Николас обхватил ее за плечи здоровой рукой. Его глаза смеялись.

— С вами так легко, училка. Ваше слабое место — вовсе не ваша сила. Ваше слабое место — мягкое сердце.

— Вы хотите сказать, мои размягченные мозги, — произнесла она с горечью. — Вы подшучиваете над моей решимостью восстановить доброе имя моего отца. Не так ли? Вы высмеиваете меня тех пор, как мы встретились. Мои волосы, мои украшения. Мою боязнь воды.

— Я никогда не высмеивал вас.

— Ладно. Мне все равно. — Она сделала попытку встать, но он держал ее железной рукой. — Отпустите меня. — Какую же огромную ошибку она совершила, приехав сюда! Ей не только не удалось снять обвинение с отца, но и пришлось познакомиться с Николасом.

— Вы не замолкали слишком долго, чтобы я мог высказать свое мнение.

— Оно заключается в том, что вы победили. Не в случае с моим отцом. Я все равно намерена доказать его невиновность без вашей помощи. — Нет, она не станет очередной женщиной в его коллекции, как бы хотелось ему. — Вы победили, и я уезжаю. Как только сложу вещи. — Ей не нужен Николас Бонелли. Ей никто не нужен. Она хорошо усвоила уроки своей матери.

После смерти отца мать отклоняла любое предложение о помощи. Рэйчел была совершенно убита и рыдала, когда им пришлось выехать из дома, потому что жалованья матери не хватало, чтобы выплачивать ссуду, взятую на его покупку. Миссис Стюарт тогда набросилась на дочь, называя ее эгоисткой, неженкой. Позже мать горячо обняла ее и просила прощения, но Рэйчел не забыла урока. Слезы — это для грустных фильмов и книг, никогда в жизни она не будет больше настолько слабой, чтобы заплакать от жалости к самой себе.

Конечно, случались тяжелые моменты, когда она завидовала тем, кто мог позволить себе быть слабым. Порой даже думала, как хорошо было бы опереться на кого-нибудь. Но никогда не делала этого. Рэйчел не была слабаком. Она попыталась сбросить тяжелую руку Николаса со своих плеч.

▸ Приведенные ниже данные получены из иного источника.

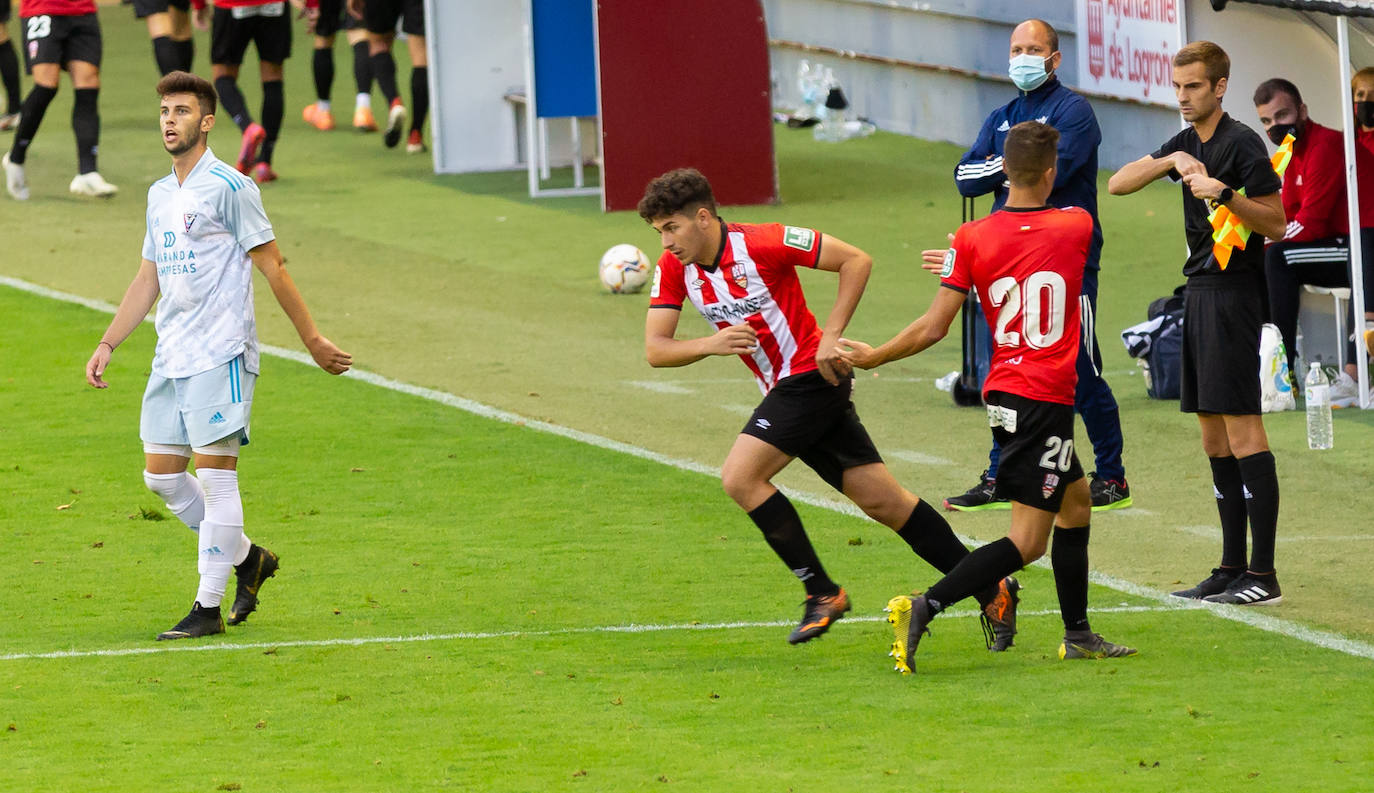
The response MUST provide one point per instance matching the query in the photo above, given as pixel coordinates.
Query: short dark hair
(682, 190)
(1029, 150)
(1215, 62)
(1266, 91)
(187, 83)
(1050, 32)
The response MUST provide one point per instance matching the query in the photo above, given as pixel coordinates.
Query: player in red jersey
(1027, 263)
(59, 35)
(742, 278)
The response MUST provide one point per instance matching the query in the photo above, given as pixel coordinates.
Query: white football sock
(221, 533)
(182, 494)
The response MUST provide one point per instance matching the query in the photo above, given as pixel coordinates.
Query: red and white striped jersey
(1027, 265)
(752, 281)
(57, 7)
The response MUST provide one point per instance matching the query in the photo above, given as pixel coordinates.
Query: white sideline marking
(1235, 613)
(918, 458)
(473, 635)
(658, 386)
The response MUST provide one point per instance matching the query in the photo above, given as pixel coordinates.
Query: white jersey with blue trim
(198, 235)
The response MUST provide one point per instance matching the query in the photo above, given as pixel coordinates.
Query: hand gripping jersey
(753, 281)
(1028, 270)
(198, 235)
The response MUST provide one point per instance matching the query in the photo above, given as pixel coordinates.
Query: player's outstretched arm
(853, 267)
(918, 336)
(133, 307)
(664, 351)
(267, 257)
(1135, 175)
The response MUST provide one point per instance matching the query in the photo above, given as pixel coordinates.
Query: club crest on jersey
(798, 238)
(741, 275)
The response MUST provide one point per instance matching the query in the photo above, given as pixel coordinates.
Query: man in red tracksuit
(1315, 248)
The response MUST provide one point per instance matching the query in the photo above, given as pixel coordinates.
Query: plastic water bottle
(1316, 393)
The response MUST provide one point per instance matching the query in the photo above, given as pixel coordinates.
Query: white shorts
(201, 408)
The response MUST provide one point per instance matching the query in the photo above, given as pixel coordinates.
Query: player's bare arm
(918, 336)
(664, 351)
(267, 257)
(140, 296)
(853, 267)
(1134, 176)
(1263, 215)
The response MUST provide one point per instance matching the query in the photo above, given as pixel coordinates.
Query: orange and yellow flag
(1227, 230)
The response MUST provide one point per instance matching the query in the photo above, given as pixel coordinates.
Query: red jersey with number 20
(1028, 270)
(753, 281)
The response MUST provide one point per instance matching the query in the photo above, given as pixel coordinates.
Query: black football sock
(781, 524)
(980, 569)
(419, 96)
(35, 105)
(186, 54)
(274, 107)
(165, 52)
(384, 69)
(10, 76)
(1230, 505)
(1069, 558)
(1262, 481)
(232, 101)
(362, 68)
(323, 66)
(85, 123)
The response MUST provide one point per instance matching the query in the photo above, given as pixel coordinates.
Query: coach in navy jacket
(1035, 54)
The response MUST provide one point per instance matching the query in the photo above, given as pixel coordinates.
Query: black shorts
(1038, 458)
(1222, 347)
(149, 7)
(61, 39)
(381, 15)
(334, 17)
(808, 418)
(230, 35)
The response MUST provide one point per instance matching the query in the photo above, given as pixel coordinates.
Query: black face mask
(1281, 131)
(1365, 113)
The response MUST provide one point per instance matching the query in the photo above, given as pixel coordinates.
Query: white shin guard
(223, 543)
(182, 494)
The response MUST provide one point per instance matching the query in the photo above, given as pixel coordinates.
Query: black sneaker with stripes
(1249, 590)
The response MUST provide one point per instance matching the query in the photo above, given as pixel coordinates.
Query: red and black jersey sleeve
(669, 287)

— Расслабьтесь. Вы никуда не уедете.

— Я же сказала. Я уезжаю. — Гнев переполнял ее. — Вам не следовало обещать мне взяться за это дело. — Ему не следовало располагать ее к себе. — Я ненавижу людей, которые говорят одно, а имеют в виду совсем другое. Я сама себя обманывала, веря в то, что смогу восстановить доброе имя отца. — Веря в то, что поцелуи Николаса что-то значили. — Я — глупое маленькое существо — провела последние пятнадцать лет в убеждении, что обязана снять вину со своего отца. Но на самом деле я так же далека от этого, как от того, чтобы переплыть это проклятое озеро. Я — полное ничтожество, неудачница, хотя ненавижу проигрывать. — Неудивительно, что Николас не смог бы полюбить ее. Предательская слеза прорвалась сквозь оборону и побежала по щеке.

— Прекратите, черт побери. Вы же знаете, я ненавижу, когда женщины плачут.

— Я не плачу. — Она ударила себя по лицу. — Это случается только тогда, когда я злюсь.

Николас намотал ее локон на свой палец.

— Во всем виноваты рыжие волосы.

— Мои волосы тут ни при чем. Мне надоели люди, уверяющие, что у рыжеволосых дурной характер. Он ничуть не хуже, чем у блондинки, или брюнетки, или у лысого человека. Цвет волос не имеет никакого отношения к темпераменту. Просто вы ищете очередной повод, чтобы посмеяться надо мной.

Она попыталась подняться, но он потянул ее за локон.